We genotyped all samples using the Stacks25 pipeline. After genotyping, we filtered out X chromosome SNPs, potential confounded paralogues (based on heterozygosity), SNPs with mean allele frequency (MAF) <0.01 (across all 360 samples) and SNPs that were genotyped in less than one-third of the total samples. Subsequent analyses focused on the focal populations and include some additional filtering. The following four sections provide additional details on the workflow, including specific program settings, and readers uninterested in this level of detail can skip to ‘Allele frequency changes.'

Details of sequencing

For 72 samples (one or two from each of the 39 sampling localities), three lanes of paired-end 150 bp reads were generated from individually barcoded libraries using a HiSeq 2500. The remaining 288 samples were individually barcoded, multiplexed in pools of 96 samples, and for each pool, six lanes of single-end 150 bp reads were obtained. For two of the pools, the RAD library prep was performed with both 12-PCR cycles and 14-PCR cycles; for these two pools, three lanes of sequencing were obtained for the 12-cycle library and three lanes for the 14-cycle library. All but six of the samples from the focal populations were sequenced as part of the 288-sample single-end-read sequencing run.

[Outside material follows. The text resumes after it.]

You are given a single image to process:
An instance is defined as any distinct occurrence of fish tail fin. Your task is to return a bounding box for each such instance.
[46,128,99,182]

From the 72-sample run, we obtained 456,639,846 read pairs; after de-multiplexing, quality filtering, PCR-duplicate removal and removal of low-quality alignments, we had 30,290–3.6 million reads per sample. For the other 288 samples, we obtained a total of 2,649,033,674 reads, or 60,000–14.7 million reads per sample (mean=6.1 million; Supplementary Data 1) after de-multiplexing, quality filtering and removal of low-quality alignments. Quality filtering removed 20% of reads, PCR duplicate removal removed 50% of the remaining reads (among just the 72 samples with paired-end data) and 20% of the reads were removed due to low mapping quality (MAPQ<40). We did not explicitly remove any individuals due to low coverage. Mean coverage of RAD loci found in at least one-third of the samples was ∼6 × across all individuals and ∼9 × when including only the individuals genotyped at each locus (Supplementary Fig. 5). (See below for details of filtering and alignment.) For all analyses, we used the Murchison et al.24 genome assembly as the reference genome24, and the Ensembl Devil 7.0 annotation available from Biomart26.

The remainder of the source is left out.